The bracket matching problem deals with parentheses ()
, square brackets []
, braces {}
and other syntactic elements that provide for nested syntactic structures with balanced sets of delimiters.
To tackle bracket matching with Parabix methods, a key concept is that of a Nesting Depth BixNum. This is a representation of the nesting depth of syntactic elements at each position in an input stream.

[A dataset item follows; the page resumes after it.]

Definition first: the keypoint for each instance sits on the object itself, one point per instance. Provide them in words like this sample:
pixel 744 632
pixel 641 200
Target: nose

The following example shows an input stream with square brackets and braces, the corresponding nesting depth of each element in the data stream and the nesting depth bixnum (ND) as a set of 3 parallel bit streams (giving a 3-bit number at each character position).
Bracket Stream ...[..{.}..{...[.[]..]..}...]...
Nesting Depth 00011122211222233443332221111000
ND BixNum[2] .................11.............
ND BixNum[1] ......111..111111..111111.......
ND BixNum[0] ...111...11....11..111...1111...
NestingDepth Kernel
The NestingDepth kernel is a Parabix kernel (to be implemented) that can compute the nesting
depth of characters in an input stream, given two character class bit streams
L
identifying all the left or opening delimiters and R
identifying all the right or closing delimiters. For our example bracket stream above, L
and R
are shown below.
Bracket Stream ...[..{.}..{...[.[]..]..}...]...
L ...1..1....1...1.1..............
R ........1.........1..1..1...1...
The NestingDepth Kernel also takes a parameter 'MaxDepth` identifying the maximum nesting depth expected for an input source. The number of bit streams in the NestingDepth BixNum must be equal to ceillog2(MaxDepth + 1).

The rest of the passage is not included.